1970年末にタイヤのビード部のゴムを樹脂補強ゴムで設計する技術が登場している。この時用いられた樹脂はフェノール樹脂である。フェノール樹脂にはレゾール型とノボラック型があり、前者は室温で流動性を有する分子量が低い樹脂を容易に製造可能である。

 

ゆえにゴムへ配合して混練する時の難易度は低い。しかしノボラック型フェノール樹脂はゴムの混練温度範囲で粘度が高く混練の難易度は高い。ゆえにビード部のゴムとして最初に実用化されたのはレゾール型フェノール樹脂との複合化で、その後ノボラック型との複合化で製造された樹脂補強ゴムが登場している。

 

プロセス性の悪いノボラック型フェノール樹脂とゴムとの複合化が検討されたのは、特許回避のためとフェノール樹脂以外の樹脂ではゴムとの複合化で海島構造になりにくかったためである。

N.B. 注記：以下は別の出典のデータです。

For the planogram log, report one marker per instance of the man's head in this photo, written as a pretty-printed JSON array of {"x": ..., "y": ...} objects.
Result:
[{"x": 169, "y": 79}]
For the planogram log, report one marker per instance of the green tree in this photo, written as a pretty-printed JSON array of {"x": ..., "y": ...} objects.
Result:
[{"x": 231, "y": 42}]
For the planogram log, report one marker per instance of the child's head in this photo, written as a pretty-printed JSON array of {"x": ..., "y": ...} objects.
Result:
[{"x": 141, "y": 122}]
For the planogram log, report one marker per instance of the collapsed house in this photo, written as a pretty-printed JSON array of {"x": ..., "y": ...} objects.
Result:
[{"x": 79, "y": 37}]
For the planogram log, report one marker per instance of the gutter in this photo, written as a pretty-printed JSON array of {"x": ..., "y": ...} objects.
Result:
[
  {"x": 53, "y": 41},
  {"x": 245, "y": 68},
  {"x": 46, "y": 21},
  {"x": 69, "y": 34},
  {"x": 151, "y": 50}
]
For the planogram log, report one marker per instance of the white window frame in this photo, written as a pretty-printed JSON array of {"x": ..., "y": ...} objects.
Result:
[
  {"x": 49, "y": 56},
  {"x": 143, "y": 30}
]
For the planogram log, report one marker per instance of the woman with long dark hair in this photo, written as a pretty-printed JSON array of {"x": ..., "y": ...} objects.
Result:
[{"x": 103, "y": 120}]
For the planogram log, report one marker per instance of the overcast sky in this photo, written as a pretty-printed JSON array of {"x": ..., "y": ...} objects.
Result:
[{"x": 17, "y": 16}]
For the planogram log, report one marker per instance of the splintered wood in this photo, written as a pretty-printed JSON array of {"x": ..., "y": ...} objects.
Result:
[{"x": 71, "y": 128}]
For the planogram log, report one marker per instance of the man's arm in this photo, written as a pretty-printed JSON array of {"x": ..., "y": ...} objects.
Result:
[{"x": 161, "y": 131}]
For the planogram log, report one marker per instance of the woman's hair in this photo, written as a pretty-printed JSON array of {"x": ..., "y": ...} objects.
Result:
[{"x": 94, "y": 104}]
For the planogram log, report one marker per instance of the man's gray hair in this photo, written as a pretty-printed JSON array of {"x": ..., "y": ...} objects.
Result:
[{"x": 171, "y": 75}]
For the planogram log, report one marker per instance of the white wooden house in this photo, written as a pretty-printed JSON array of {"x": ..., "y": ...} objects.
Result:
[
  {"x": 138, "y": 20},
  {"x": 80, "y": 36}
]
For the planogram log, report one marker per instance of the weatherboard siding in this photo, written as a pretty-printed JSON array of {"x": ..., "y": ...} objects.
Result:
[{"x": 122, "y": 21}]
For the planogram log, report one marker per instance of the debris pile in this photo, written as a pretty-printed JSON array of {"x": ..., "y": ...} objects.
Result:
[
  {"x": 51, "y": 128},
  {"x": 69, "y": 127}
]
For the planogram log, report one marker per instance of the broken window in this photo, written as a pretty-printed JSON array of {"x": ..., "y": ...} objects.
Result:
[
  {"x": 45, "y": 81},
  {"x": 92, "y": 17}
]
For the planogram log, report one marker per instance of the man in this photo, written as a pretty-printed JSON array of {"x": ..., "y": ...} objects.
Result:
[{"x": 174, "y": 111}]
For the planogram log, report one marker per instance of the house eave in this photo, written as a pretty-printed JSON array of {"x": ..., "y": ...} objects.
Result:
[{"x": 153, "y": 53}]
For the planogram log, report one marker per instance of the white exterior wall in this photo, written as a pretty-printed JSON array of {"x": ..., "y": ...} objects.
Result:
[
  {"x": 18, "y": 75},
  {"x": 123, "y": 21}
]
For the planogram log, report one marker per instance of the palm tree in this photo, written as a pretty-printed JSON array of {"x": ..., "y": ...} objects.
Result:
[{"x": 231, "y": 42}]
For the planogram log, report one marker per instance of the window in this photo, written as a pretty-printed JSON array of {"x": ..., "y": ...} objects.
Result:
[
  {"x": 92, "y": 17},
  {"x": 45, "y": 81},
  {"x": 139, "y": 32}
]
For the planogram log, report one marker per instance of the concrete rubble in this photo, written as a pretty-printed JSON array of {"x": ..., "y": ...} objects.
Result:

ゴムへ少量添加しても高次構造が海島構造となるのはフェノール樹脂だけと当初思われていた。

 

しかし、樹脂をゴムへうまく混練できれば、樹脂の少量添加でも樹脂が海となる高次構造をとりうることを当方の指導社員は見出した。そのとき用いられた技がカオス混合である。

 

ところで樹脂をゴムに分散しにくい原因は、ゴムの溶融温度付近で樹脂の粘度が高いためである。これは混練の教科書にも書かれているように、大きな粘度差があるときに剪断流動ではせいぜい10μm程度の構造サイズまでの分散しかできない。

 

伸長流動では、教科書によればその限界が無くなると言われている。混練で伸長流動による混練が20世紀末より注目されるようになった理由である。しかし伸長流動でも、樹脂が溶融していなければ、樹脂の粒子径が大きいとその分散が難しいので、どうしても混練効率の高い剪断流動による分散も必要になる。

 

これが伸長流動と剪断流動とが程よく機能するカオス混合に最近注目するようになった理由である。ロール混練では技を使ってカオス混合が可能である。ゆえに樹脂補強ゴムの混練ではこのカオス混合の技を習得することが最初に必要で、同一処方を用いて1週間混練の練習をした。

 

カオス混合を用いても結晶化している樹脂をゴムへ分散するには難しい。そのような場合には、事前に樹脂を微粉末にしてから混練するが、ゴムの溶融温度で結晶がなかなか融解しないので剪断流動を駆使して分散することになる。

 

このようにゴムと樹脂の混練は難しく、その実現のためにプロセシングの工夫に頭を使うことになる。表面が平滑な二本のロールで混練が進行することも不思議だったが、技を体得し頭を使うと混練効率が上昇する面白さがあった。

 

ロールの表面は平滑だがロール混練を工夫していると脳みそのしわが増えてゆくような錯覚になった。指導社員がニーダーを安直に使用するのではなくロールで混練するように指導された意図を理解できた。